The OMT business is projected to add $6 million and $12 million of revenues to Ligand in 2016 and 2017, respectively. This revenue is based on existing licensing contracts and potential payments, and does not include revenue from potential new partnerships and programs. Annual expenses to operate the OMT business are projected to be between $3 million and $5 million.
The acquisition of the existing OMT business and licenses will accelerate Ligand’s projected financial growth. The transaction is projected to add 5% to 2016 revenue and 7% to 10% to annual revenue over the next decade, after which time initial royalty-bearing products could be approved with contribution to revenue growth being potentially much greater thereafter. The transaction is projected to be slightly accretive to adjusted EPS in 2016 and accretive to adjusted EPS by approximately 4% to 8% per year over the next several years.
Ligand Pro Forma 2016 and 2017 Financial Outlook
Including this acquisition, Ligand expects 2016 total revenues to be between $113 million and $117 million. This guidance assumes approximately $6 million of revenue from the OMT business in 2016, and approximately $107 million to $111 million of revenue from the original Ligand business. Ligand’s pro forma 2016 cash operating expenses are expected to be between $26 million and $28 million.
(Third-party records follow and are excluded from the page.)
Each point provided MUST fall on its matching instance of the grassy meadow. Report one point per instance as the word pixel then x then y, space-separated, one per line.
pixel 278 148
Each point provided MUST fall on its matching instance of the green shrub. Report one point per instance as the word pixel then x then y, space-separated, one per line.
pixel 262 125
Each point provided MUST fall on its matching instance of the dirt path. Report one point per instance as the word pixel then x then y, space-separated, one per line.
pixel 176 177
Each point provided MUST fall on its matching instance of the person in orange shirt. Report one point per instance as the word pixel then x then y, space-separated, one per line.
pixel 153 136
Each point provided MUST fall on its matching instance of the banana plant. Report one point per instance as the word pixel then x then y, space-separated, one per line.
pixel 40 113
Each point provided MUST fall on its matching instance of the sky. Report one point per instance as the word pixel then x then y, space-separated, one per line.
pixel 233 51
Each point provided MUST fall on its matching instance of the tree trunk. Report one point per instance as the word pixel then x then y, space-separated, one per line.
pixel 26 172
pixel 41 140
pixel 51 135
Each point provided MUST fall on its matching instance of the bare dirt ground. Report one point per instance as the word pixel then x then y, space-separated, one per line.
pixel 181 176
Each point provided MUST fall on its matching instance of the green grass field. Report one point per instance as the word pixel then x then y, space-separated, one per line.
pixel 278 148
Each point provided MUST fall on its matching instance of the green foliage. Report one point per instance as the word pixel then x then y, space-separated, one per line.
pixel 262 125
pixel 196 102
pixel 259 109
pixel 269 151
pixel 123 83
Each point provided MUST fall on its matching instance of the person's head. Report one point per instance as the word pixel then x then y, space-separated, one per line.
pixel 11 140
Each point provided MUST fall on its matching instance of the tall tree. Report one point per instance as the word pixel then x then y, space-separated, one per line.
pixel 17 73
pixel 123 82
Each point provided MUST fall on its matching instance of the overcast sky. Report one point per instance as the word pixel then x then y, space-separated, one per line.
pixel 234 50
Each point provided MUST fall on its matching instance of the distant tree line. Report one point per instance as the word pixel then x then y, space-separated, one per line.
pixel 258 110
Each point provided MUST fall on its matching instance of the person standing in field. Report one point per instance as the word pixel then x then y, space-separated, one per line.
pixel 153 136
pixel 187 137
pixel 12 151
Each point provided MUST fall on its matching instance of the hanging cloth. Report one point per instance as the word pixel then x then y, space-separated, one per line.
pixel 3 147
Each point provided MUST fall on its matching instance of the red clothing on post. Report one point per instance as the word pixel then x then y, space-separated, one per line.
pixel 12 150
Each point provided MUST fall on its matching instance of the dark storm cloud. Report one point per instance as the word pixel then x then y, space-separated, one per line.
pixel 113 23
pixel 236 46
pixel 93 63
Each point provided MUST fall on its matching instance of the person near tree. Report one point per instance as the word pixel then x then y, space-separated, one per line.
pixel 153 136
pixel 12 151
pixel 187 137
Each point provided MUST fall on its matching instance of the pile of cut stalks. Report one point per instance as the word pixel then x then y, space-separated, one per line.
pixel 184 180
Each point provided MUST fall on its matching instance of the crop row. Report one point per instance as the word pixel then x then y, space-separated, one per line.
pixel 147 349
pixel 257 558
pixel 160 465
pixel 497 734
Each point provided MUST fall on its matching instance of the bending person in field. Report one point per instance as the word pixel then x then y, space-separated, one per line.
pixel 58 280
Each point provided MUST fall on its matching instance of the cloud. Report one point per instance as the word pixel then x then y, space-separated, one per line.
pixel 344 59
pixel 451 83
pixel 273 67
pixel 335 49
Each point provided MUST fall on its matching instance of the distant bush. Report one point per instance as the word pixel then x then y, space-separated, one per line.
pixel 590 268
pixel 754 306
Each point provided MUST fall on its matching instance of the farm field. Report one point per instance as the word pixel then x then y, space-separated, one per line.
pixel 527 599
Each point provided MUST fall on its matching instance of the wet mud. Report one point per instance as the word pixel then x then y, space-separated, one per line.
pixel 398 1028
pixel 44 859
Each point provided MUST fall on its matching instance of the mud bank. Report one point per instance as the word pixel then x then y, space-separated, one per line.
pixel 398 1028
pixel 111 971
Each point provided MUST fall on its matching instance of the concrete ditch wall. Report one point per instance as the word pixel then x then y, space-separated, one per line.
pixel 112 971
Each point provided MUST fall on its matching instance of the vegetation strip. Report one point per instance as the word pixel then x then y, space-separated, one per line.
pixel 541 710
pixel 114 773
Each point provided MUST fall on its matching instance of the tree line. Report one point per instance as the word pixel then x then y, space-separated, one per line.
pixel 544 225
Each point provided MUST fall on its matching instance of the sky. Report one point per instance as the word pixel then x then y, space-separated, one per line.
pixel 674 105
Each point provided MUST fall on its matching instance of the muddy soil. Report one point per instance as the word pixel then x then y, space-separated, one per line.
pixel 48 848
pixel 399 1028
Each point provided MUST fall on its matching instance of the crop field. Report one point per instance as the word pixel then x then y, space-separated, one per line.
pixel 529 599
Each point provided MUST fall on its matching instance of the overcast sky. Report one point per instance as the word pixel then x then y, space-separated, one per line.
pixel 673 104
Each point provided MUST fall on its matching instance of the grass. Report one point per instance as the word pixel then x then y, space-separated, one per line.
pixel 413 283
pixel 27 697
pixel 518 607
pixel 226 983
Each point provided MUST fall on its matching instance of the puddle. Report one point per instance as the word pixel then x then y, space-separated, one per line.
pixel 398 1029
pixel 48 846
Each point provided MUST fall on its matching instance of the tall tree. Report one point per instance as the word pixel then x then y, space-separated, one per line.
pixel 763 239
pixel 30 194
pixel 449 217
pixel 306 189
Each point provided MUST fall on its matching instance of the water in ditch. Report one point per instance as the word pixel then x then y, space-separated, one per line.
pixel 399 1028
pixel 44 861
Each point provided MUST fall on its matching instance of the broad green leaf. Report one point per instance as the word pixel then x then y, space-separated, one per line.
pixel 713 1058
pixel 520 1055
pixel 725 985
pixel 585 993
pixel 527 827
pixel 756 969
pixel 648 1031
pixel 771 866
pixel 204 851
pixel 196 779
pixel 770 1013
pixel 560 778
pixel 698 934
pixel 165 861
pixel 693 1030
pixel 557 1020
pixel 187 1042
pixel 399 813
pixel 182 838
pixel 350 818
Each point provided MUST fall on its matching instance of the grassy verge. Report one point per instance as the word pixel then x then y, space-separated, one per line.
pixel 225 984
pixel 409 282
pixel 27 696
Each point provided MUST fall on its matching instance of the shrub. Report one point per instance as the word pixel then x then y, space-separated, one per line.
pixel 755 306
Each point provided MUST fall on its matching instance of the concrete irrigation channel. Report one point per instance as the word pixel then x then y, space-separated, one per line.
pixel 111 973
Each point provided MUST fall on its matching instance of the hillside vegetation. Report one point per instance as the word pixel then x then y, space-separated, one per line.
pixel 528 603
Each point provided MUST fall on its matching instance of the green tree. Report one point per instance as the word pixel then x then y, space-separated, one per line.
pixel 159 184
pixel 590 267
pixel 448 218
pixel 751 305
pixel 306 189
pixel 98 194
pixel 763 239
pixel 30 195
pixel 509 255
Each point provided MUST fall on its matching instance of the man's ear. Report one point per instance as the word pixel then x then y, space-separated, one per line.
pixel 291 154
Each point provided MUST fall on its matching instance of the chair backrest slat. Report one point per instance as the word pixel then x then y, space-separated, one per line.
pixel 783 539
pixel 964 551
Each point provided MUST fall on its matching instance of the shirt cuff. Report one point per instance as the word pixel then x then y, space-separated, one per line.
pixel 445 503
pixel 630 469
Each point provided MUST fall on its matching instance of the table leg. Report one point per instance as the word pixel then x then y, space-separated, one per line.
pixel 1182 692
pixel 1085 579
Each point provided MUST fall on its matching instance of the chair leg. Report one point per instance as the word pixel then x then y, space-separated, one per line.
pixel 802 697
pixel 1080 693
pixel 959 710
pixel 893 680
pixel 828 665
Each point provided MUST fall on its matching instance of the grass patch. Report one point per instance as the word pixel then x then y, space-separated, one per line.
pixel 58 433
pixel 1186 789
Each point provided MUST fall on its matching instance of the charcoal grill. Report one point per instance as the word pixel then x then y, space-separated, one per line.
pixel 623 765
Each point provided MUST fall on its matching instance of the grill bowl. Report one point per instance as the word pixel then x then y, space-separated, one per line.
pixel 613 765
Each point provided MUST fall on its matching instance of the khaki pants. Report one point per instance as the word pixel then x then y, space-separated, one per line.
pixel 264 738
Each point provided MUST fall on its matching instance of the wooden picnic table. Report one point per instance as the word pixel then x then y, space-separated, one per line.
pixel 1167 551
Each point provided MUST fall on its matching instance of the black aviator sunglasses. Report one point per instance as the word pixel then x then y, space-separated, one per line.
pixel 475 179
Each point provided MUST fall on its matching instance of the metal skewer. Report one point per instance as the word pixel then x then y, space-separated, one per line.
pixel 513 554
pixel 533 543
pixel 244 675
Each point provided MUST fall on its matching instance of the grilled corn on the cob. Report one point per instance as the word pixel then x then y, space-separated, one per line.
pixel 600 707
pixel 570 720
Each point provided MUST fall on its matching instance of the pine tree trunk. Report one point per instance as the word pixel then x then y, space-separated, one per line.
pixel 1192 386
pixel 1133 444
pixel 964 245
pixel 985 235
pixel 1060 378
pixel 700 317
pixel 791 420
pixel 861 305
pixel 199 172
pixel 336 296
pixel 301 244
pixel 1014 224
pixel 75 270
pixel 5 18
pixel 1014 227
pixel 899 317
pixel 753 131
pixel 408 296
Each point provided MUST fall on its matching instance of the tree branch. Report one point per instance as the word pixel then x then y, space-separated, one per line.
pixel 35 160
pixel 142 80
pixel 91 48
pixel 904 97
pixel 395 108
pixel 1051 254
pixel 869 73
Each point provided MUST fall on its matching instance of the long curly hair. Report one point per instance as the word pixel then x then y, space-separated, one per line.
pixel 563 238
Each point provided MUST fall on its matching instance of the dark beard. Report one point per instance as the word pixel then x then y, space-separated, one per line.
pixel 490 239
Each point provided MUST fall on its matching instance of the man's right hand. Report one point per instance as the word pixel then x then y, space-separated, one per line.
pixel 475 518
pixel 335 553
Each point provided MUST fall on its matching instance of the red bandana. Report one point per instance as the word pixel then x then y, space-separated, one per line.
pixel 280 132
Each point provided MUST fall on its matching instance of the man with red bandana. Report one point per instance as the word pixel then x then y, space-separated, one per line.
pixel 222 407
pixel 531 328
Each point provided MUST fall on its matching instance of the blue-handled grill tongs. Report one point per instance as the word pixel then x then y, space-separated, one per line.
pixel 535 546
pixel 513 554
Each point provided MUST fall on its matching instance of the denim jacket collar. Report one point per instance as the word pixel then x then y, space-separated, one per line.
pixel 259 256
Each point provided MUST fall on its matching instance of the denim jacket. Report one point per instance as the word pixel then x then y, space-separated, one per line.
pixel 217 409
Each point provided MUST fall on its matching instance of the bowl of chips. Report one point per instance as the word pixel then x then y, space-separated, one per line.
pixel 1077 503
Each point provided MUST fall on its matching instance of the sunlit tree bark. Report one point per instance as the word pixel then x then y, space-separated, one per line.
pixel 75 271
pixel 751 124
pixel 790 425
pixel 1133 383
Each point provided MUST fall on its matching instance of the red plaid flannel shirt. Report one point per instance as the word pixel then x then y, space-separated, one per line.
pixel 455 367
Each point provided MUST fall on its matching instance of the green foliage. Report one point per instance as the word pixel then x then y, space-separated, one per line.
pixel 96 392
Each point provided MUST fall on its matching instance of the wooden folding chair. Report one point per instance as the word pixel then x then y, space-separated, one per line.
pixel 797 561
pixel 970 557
In 2016, adjusted EPS is projected to be unchanged and in the range of $3.33 to $3.38.
For 2017, Ligand expects total revenues to exceed $158 million with adjusted EPS of more than $4.95. This guidance assumes approximately $12 million of revenue from the OMT business in 2017, and approximately $0.20 of incremental EPS contribution from the acquisition.
OMT non-cash amortization expense estimates are expected to be determined in the near term. Amortization charges will be recognized in GAAP EPS and the non-cash charge will be excluded from adjusted EPS.
Adjusted Financial Measures
The adjusted financial measures discussed above exclude changes in contingent liabilities, mark-to-market adjustment for amounts owed to licensors, non-cash stock-based compensation expense, non-cash debt-related costs, pro-rata non-cash net losses of Viking Therapeutics, non-cash OMT purchase price amortization and non-cash tax expense.
Ligand believes that the presentation of adjusted financial measures provides useful supplementary information to investors and reflects amounts that are more closely aligned with the cash profits for the period as the items that are excluded from adjusted net income are all non-cash items. Ligand uses these adjusted financial measures in connection with its own budgeting and financial planning. These adjusted financial measures are in addition to, and not a substitute for, or superior to, measures of financial performance prepared in conformity with GAAP.